The Reds had launched a challenge:
Citizens who refuse to accept the uncontrolled flow of mass immigration imposed by the system would not be able to express themselves openly in the streets of Quebec City on November 25th.
The Far Left would physically “defend” governmental policies against the rising tide of popular discontent—a superficially surprising position as the antifas usually claim to be against the government.
The challenge of these cyberwarriors was heard by the young identitarians of Atalante, a local political organization based in Quebec City. For the young nationalists, it is clear that the capital city is White, and is nowhere close to being Red.
A few dozen activists answered Atalante’s call and gathered in the morning of November 25th. The excitement was palpable; everyone was waiting to go to battle against those who defile our city. The looks on the activists’ faces were confident. Almost all were young men in the prime of life. The atmosphere and faces were reminiscent of what it must have been like in an officers’ mess before the army began to adopt so-called inclusive policies. Suddenly the signal was given; it was time to hit the streets and reach the battlefield.
We arrived behind the city’s fortifications, hidden from the Parliament and therefore from the main protest and the red counter-protest. The walls which had been erected to protect the cradle of European civilization in America were once again used for this very purpose. Before we had reached the stone wall, the police had seen us from the sky. The surprise was spoiled. It was time to hurry up and get to our position.
Our steps went faster, and the death head masks soon covered the smiles of the identitarians. It became impossible to recognize a friend anymore, but anyways, in such a situation everyone is a comrade.
The hands seized the flags that were going to be used to show our presence and defend it if someone confronted us. The fine, icy rain was passing through our garments, and only the fire that burnt inside us kept us warm. Our feet beat the snow-covered cobblestones. With such weather, one was reminded of those who had fought on the Eastern front against an earlier Communist menace, reminding us that our fate would not be that bad.

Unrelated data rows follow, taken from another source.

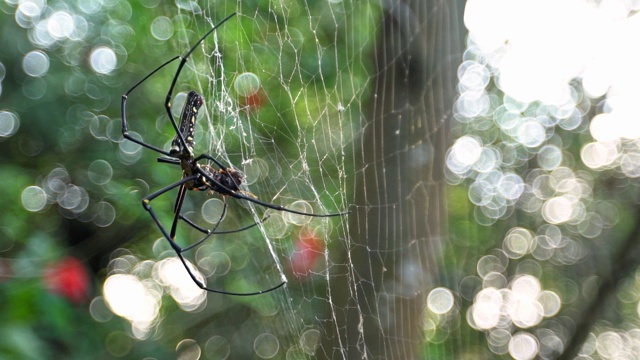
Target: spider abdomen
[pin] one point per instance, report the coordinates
(187, 126)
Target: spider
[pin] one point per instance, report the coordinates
(197, 172)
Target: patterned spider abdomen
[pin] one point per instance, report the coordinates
(187, 126)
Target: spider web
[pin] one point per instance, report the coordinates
(324, 127)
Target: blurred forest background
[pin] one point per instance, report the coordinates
(488, 152)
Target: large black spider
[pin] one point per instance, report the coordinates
(195, 175)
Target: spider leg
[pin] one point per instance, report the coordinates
(241, 196)
(183, 61)
(146, 203)
(123, 106)
(178, 216)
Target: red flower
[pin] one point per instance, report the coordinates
(68, 278)
(309, 249)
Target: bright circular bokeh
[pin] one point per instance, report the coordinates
(247, 84)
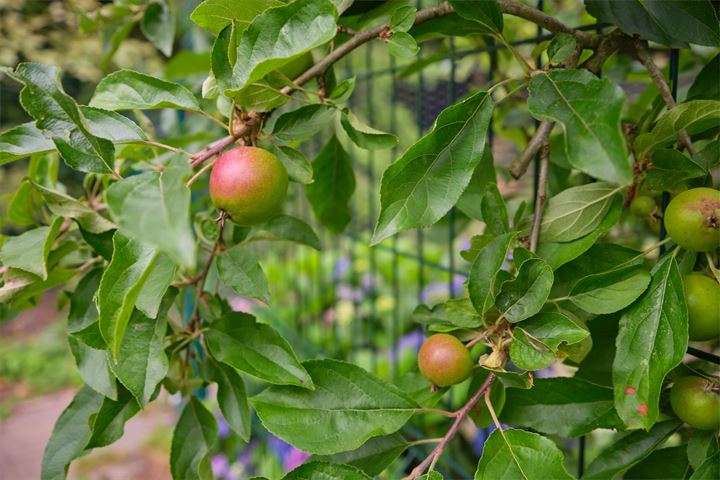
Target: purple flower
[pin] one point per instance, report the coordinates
(223, 427)
(220, 465)
(341, 266)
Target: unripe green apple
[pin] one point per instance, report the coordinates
(696, 401)
(702, 295)
(692, 219)
(250, 184)
(444, 360)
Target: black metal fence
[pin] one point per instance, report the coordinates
(428, 256)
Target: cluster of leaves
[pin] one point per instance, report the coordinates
(137, 248)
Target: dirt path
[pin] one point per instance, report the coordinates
(24, 434)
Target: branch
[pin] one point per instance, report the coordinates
(643, 54)
(519, 166)
(608, 45)
(586, 39)
(360, 38)
(459, 417)
(540, 199)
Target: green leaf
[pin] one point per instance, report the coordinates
(70, 434)
(347, 407)
(484, 271)
(702, 444)
(524, 296)
(709, 469)
(108, 425)
(297, 165)
(120, 287)
(486, 13)
(157, 283)
(451, 315)
(428, 179)
(470, 202)
(668, 462)
(694, 116)
(239, 269)
(576, 211)
(65, 206)
(610, 291)
(238, 340)
(231, 398)
(303, 122)
(561, 47)
(93, 367)
(83, 315)
(629, 450)
(557, 254)
(23, 141)
(111, 125)
(494, 211)
(214, 15)
(154, 207)
(567, 407)
(652, 340)
(364, 136)
(520, 454)
(670, 167)
(373, 456)
(141, 361)
(402, 45)
(158, 26)
(29, 251)
(403, 18)
(589, 110)
(59, 117)
(129, 90)
(705, 85)
(194, 436)
(672, 22)
(284, 227)
(529, 354)
(279, 35)
(325, 471)
(333, 187)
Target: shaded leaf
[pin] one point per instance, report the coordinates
(347, 407)
(519, 454)
(120, 286)
(567, 407)
(694, 117)
(195, 434)
(576, 211)
(70, 434)
(629, 450)
(129, 90)
(29, 251)
(428, 179)
(59, 117)
(652, 341)
(154, 207)
(333, 187)
(239, 269)
(238, 340)
(589, 110)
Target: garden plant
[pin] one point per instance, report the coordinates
(164, 231)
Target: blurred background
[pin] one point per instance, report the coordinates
(345, 301)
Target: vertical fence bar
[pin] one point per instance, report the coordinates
(452, 96)
(674, 62)
(395, 325)
(371, 288)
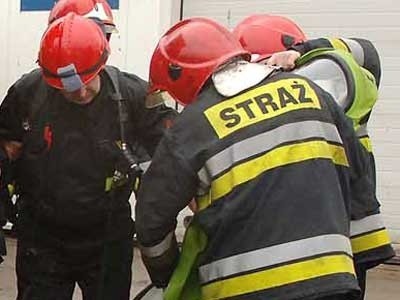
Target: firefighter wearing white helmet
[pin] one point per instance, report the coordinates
(95, 9)
(264, 36)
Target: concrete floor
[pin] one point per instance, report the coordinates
(383, 282)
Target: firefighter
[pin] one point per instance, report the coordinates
(95, 9)
(265, 36)
(274, 166)
(73, 173)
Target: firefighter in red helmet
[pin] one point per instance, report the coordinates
(75, 166)
(263, 35)
(250, 146)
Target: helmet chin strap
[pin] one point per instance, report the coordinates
(238, 76)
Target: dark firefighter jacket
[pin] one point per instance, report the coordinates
(70, 152)
(274, 171)
(370, 239)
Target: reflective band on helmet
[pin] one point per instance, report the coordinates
(69, 77)
(98, 12)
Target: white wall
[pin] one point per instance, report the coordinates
(140, 25)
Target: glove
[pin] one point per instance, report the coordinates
(160, 268)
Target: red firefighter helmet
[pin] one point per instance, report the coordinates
(264, 35)
(99, 9)
(73, 50)
(188, 54)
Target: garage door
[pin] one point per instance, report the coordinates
(378, 21)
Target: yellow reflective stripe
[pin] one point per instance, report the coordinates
(276, 158)
(279, 276)
(203, 201)
(370, 241)
(339, 44)
(108, 185)
(366, 142)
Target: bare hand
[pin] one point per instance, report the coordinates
(285, 59)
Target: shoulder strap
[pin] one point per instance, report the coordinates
(123, 113)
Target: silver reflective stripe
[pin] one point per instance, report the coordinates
(205, 182)
(329, 76)
(160, 248)
(274, 255)
(70, 79)
(267, 141)
(356, 50)
(366, 224)
(362, 131)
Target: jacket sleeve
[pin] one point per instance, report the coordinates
(363, 51)
(149, 124)
(167, 187)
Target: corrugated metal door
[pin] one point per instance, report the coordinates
(378, 21)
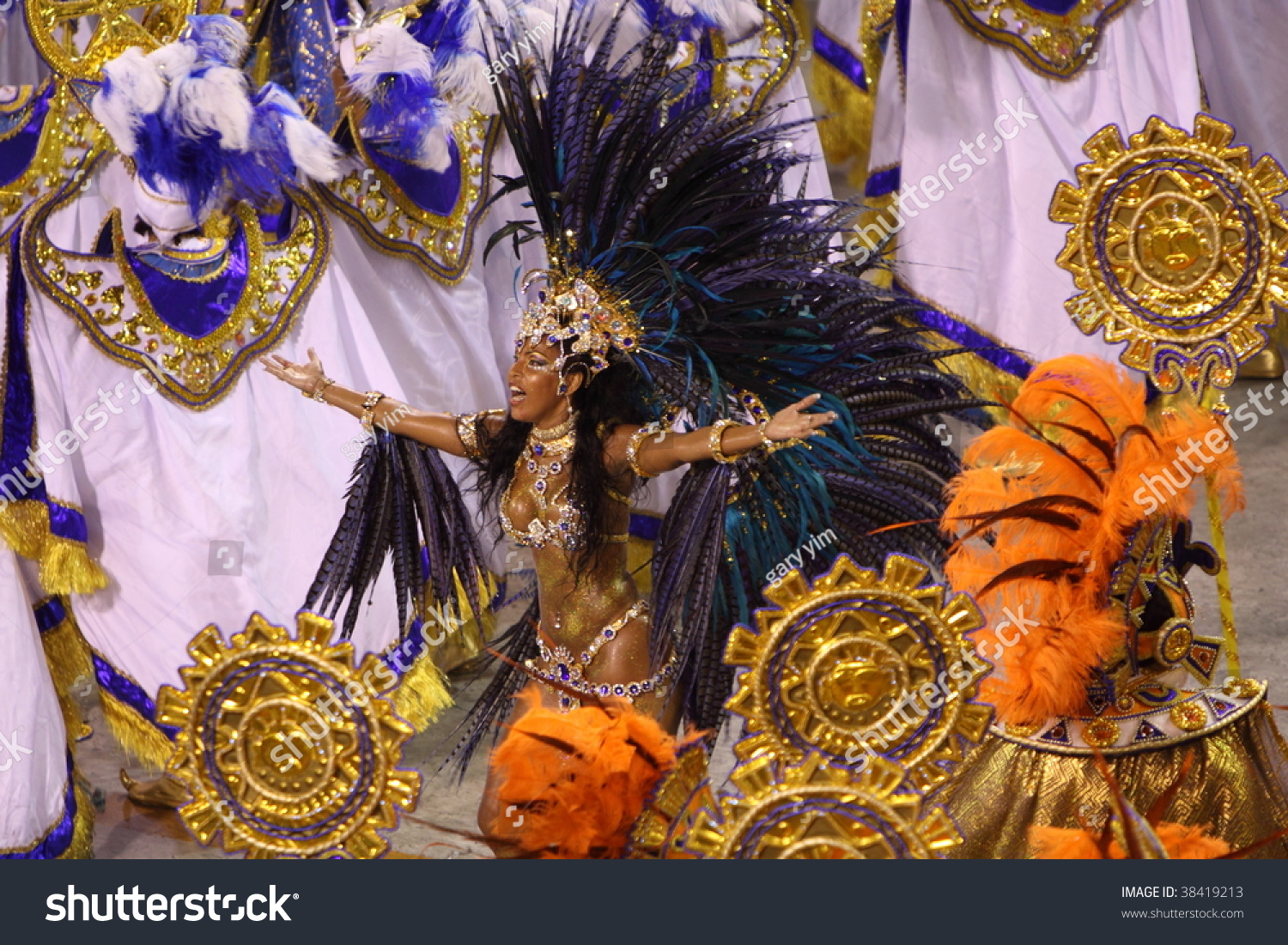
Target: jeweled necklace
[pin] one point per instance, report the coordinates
(546, 455)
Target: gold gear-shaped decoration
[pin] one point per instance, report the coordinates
(816, 811)
(118, 26)
(1176, 249)
(860, 664)
(283, 746)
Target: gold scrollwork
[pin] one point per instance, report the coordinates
(1175, 246)
(115, 26)
(814, 811)
(283, 746)
(860, 663)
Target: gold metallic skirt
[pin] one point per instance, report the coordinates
(1236, 788)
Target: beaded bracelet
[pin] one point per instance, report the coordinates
(714, 440)
(368, 409)
(633, 448)
(324, 383)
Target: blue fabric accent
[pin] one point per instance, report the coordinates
(435, 192)
(49, 615)
(129, 692)
(67, 523)
(195, 308)
(15, 152)
(20, 414)
(884, 182)
(647, 527)
(1060, 8)
(57, 841)
(308, 26)
(840, 58)
(1005, 358)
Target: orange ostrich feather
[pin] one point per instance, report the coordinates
(579, 779)
(1180, 842)
(1043, 512)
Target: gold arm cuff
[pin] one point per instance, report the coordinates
(368, 409)
(716, 435)
(468, 429)
(634, 445)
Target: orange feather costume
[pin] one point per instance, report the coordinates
(579, 779)
(1045, 512)
(1072, 535)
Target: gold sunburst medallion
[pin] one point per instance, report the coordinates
(814, 811)
(285, 747)
(1175, 246)
(860, 664)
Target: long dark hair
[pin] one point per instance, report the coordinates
(602, 402)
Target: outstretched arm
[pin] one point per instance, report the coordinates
(437, 430)
(661, 452)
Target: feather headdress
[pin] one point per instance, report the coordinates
(1045, 512)
(187, 116)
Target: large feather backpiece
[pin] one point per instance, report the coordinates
(675, 203)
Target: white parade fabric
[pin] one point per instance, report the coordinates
(170, 494)
(984, 143)
(20, 62)
(33, 736)
(1241, 46)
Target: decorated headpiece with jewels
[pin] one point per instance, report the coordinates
(574, 309)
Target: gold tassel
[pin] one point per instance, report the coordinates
(82, 829)
(67, 568)
(64, 564)
(422, 693)
(134, 733)
(67, 653)
(847, 129)
(69, 659)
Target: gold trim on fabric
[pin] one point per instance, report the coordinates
(70, 144)
(393, 224)
(82, 846)
(1055, 46)
(1236, 788)
(112, 30)
(192, 373)
(1206, 728)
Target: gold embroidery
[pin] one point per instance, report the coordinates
(1051, 44)
(393, 223)
(196, 373)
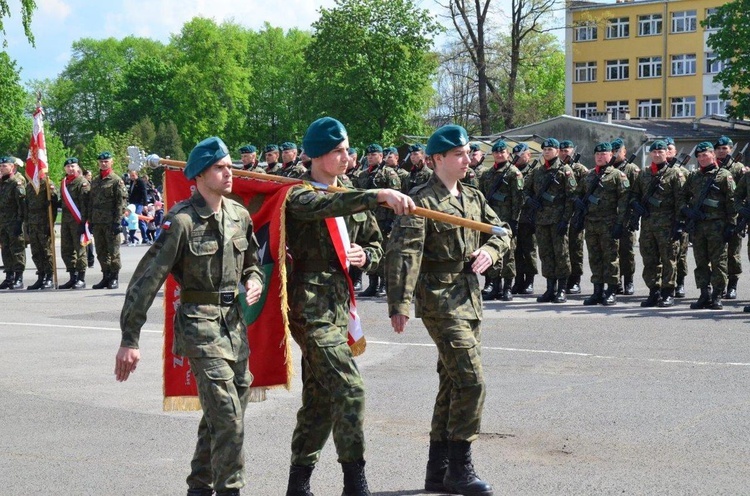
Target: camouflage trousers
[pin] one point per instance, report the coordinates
(223, 390)
(457, 414)
(659, 254)
(603, 252)
(14, 248)
(553, 250)
(41, 251)
(333, 396)
(107, 247)
(710, 252)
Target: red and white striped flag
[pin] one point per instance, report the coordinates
(36, 162)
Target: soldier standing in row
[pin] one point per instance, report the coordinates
(708, 207)
(437, 264)
(106, 204)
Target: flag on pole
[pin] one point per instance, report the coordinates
(36, 162)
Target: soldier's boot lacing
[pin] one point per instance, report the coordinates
(460, 478)
(437, 464)
(299, 480)
(355, 482)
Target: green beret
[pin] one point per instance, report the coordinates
(703, 147)
(447, 138)
(499, 146)
(724, 141)
(204, 155)
(322, 136)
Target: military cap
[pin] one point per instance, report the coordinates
(703, 147)
(204, 155)
(446, 138)
(499, 146)
(322, 136)
(520, 148)
(658, 145)
(724, 141)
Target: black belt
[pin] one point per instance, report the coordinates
(223, 298)
(450, 267)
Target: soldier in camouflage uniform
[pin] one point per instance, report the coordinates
(12, 215)
(711, 224)
(333, 393)
(437, 264)
(37, 224)
(525, 239)
(554, 207)
(575, 239)
(502, 186)
(608, 191)
(660, 225)
(107, 201)
(208, 246)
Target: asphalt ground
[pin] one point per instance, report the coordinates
(580, 400)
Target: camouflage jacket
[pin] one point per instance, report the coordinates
(426, 259)
(502, 185)
(107, 199)
(206, 255)
(318, 291)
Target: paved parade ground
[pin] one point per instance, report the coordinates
(580, 400)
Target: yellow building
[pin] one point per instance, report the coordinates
(640, 59)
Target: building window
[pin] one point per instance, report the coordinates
(683, 65)
(618, 70)
(582, 110)
(649, 109)
(715, 105)
(618, 108)
(585, 72)
(649, 67)
(685, 21)
(586, 32)
(618, 27)
(649, 25)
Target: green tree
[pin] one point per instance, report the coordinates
(371, 66)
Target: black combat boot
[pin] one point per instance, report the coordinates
(597, 297)
(550, 293)
(654, 296)
(732, 288)
(507, 294)
(460, 478)
(71, 283)
(103, 283)
(436, 466)
(704, 300)
(39, 282)
(560, 295)
(372, 288)
(113, 282)
(667, 297)
(609, 298)
(355, 483)
(299, 480)
(81, 282)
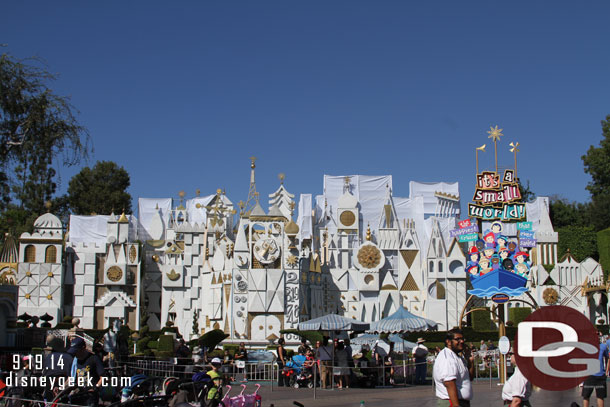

We arrived at the top of the fortification, with a thought this time for Frontenac, the Governor General of New France from 1672 to 1682, and his defiance against past invaders.
It only took a few seconds, a single glance to understand the situation. Down in front of us, the Reds were gathering to try stop the citizens united under the banners of Storm Alliance and La Meute who were approaching.
Some songs and chants rose from our throats. They sharpened our senses us up and warmed us up, and above all, they announced our presence to those below the wall who were still facing the other way. “Shock and awe” is the expression that Bush would have used.
They turned around incredulously. They had planned to confront women, children and old men, and maybe a few young men, but these wolves standing on the wall to provoke them were not part of the plan.
Faced with the anti-immigration demonstration arriving on one side and the young identitarians on the other, several antifas decided the revolution would have to wait and that fleeing was a safer and sounder plan. Those that couldn’t decided that the safest thing to do would be to rely on the police, who are ruled by a code of ethics. Launching a flurry of snowballs against them, they sought safety in their handcuffs and the kid gloves with which the police arrest stroppy Leftists. Above all, they were careful not to infuriate the police too much, to avoid the batons coming out.
A third group, composed of some excited revolutionaries, braced themselves to answer the nationalists’ challenge. They headed towards the city wall with trepidation, but made sure to keep a safe and healthy distance from the identitarians. The risk was calculated. Hysterical, on the edge of neurosis, they lost control and began to act like kids doing the bacon dance. Doctors would have called it “epileptic shock.”
On the other side of the red flurry, a clamor rose. Our friends had recognized us. We, the cavalry, had arrived and we were just in time if subsequent media reports are to be believed. The leaders of the two citizen groups asked their supporters not to show us too much support—after all we are the terrible children of the Right—but looks and thumbs up from the protesters reminded us that our arrival was much appreciated.
From the ramparts, as we prepared to humbly join the angry citizens to support their message, one last thought: we felt some regret that the cowardice and mediocrity of our opponents had deprived us of our full measure of glory.